Your carrier saved you $300,000 on out-of-network claims last year. Then they charged you $90,000 for saving it. This is out-of-network repricing. And it's one of the quietest cost drivers in self-funded health plans.
How the Trick Works
When an employee sees an out-of-network provider, the bill comes in — often wildly inflated. Your carrier or TPA uses a repricing vendor to negotiate that bill down to something more "reasonable." Then they charge you a percentage of the difference as a fee. Sometimes 20–30% of the savings.
Two Problems With This
The structure is rigged in two specific ways:
- The benchmark isn't neutral.
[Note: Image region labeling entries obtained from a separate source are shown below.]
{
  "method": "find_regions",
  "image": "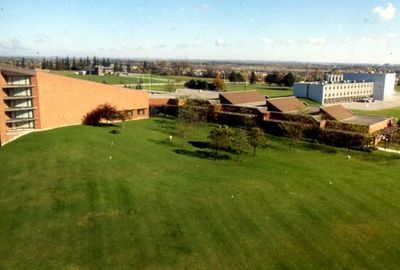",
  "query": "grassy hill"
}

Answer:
[0,118,400,269]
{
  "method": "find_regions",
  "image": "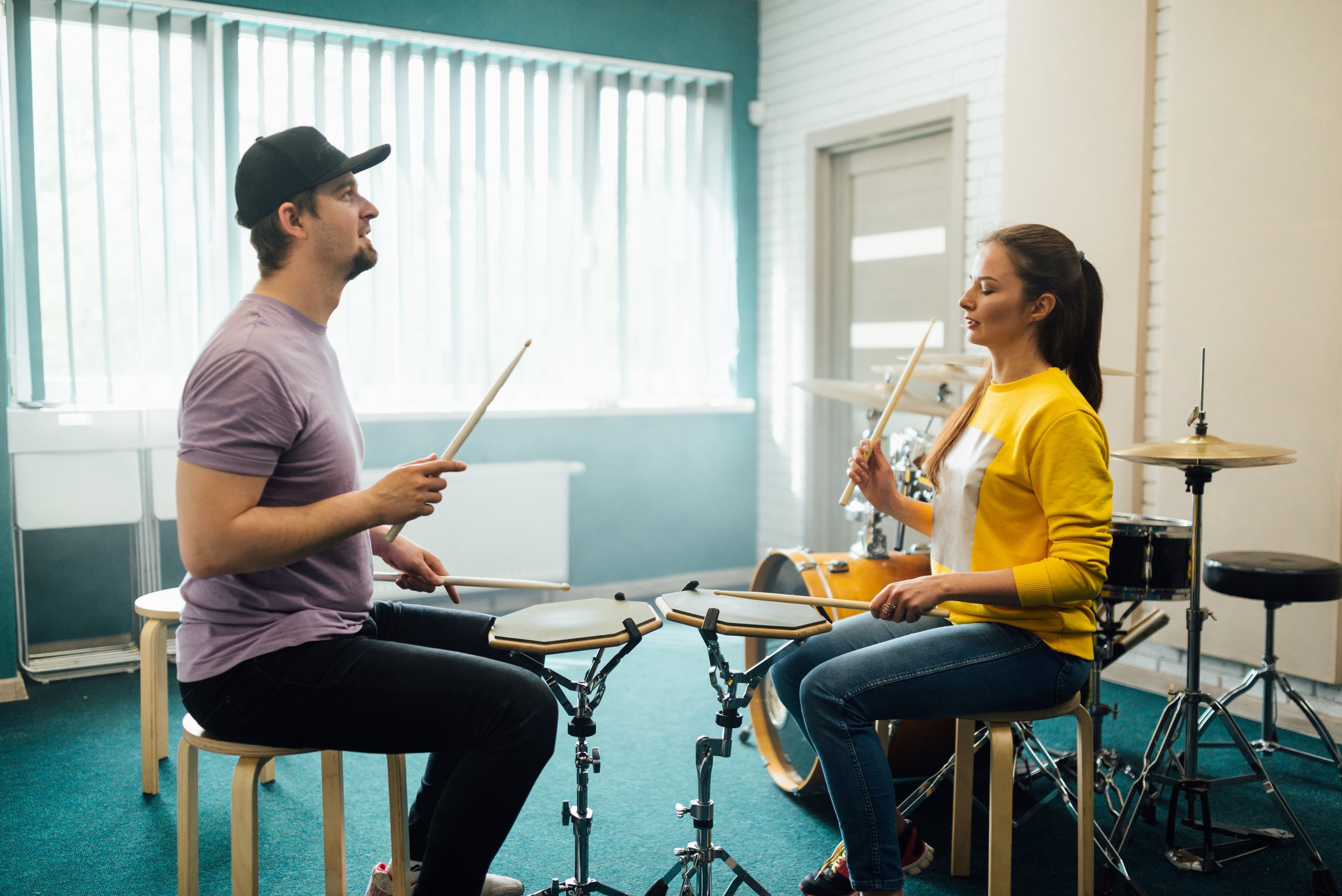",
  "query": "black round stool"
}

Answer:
[1199,551,1342,774]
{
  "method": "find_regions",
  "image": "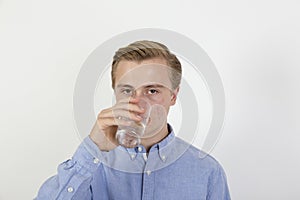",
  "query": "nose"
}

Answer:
[132,88,144,99]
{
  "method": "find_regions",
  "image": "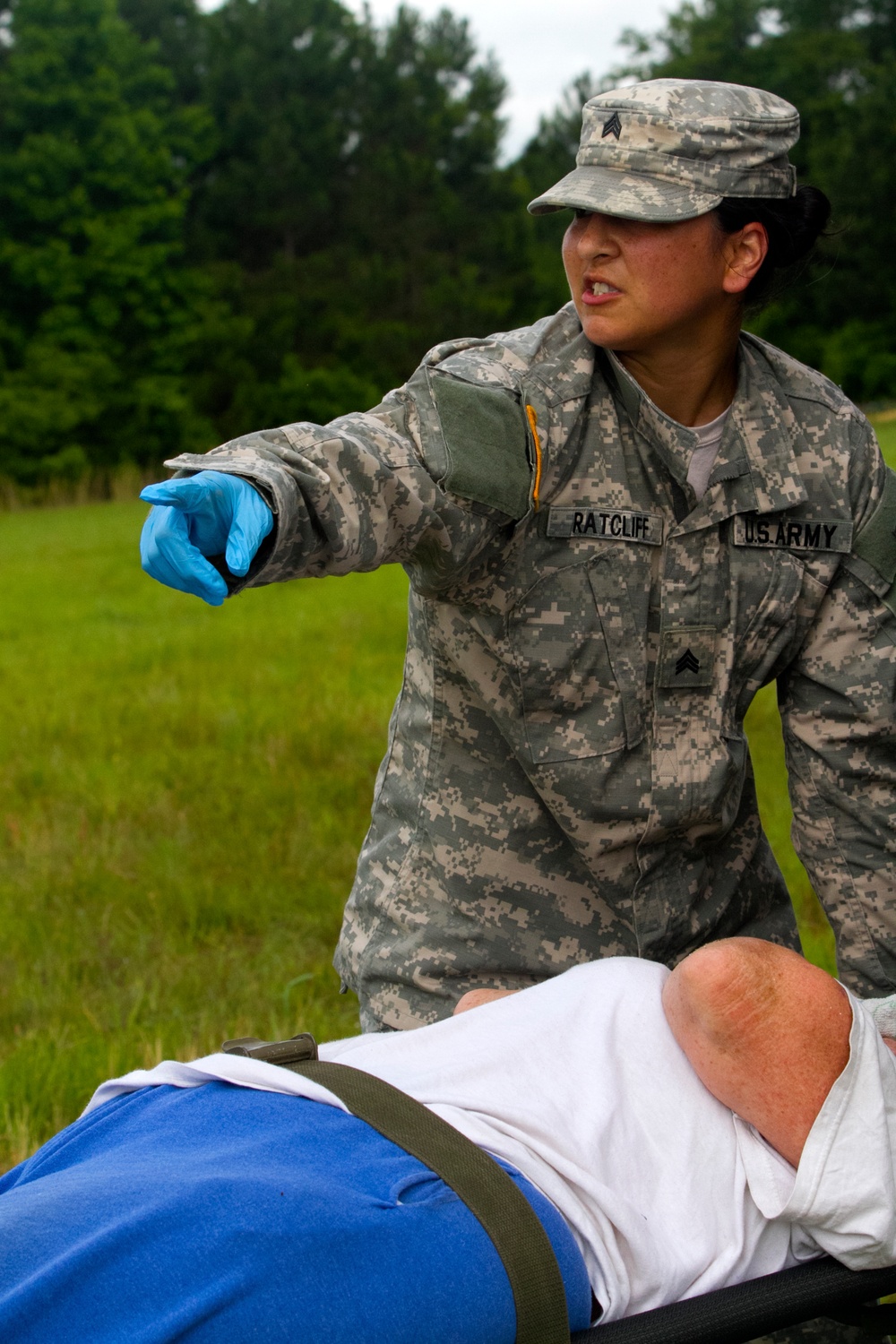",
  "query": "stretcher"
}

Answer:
[573,1255,896,1344]
[221,1032,896,1344]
The "reasonable" rate they're repricing against is often set by the carrier or their vendor — which means the "savings" are calculated against a number they influenced. Inflate the benchmark, inflate the savings, inflate the fee.
- The vendor may be theirs. If your carrier owns the repricing vendor, the conflict writes itself. A recent New York Times investigation highlighted exactly this — carriers using OON repricing as a mechanism to generate revenue, not protect employers.
"You're paying a percentage of savings you can't independently verify, calculated against a benchmark you didn't set, by a vendor your carrier may own."
What to Demand Instead
The contract permits all of this — but only because nobody pushed back. The fixes are concrete:
- Fixed-fee repricing arrangements, not percentage-of-savings.
- Independent benchmark methodology — disclosed, auditable, and not set by the entity collecting the fee.
- Full disclosure of any vendor relationships your carrier has in the repricing chain.
- Audit rights on every claim where a repricing fee was assessed.
Who sets the benchmark, who owns the repricing vendor, and how is the fee calculated?
If you can't get a clean answer in writing — that's your answer.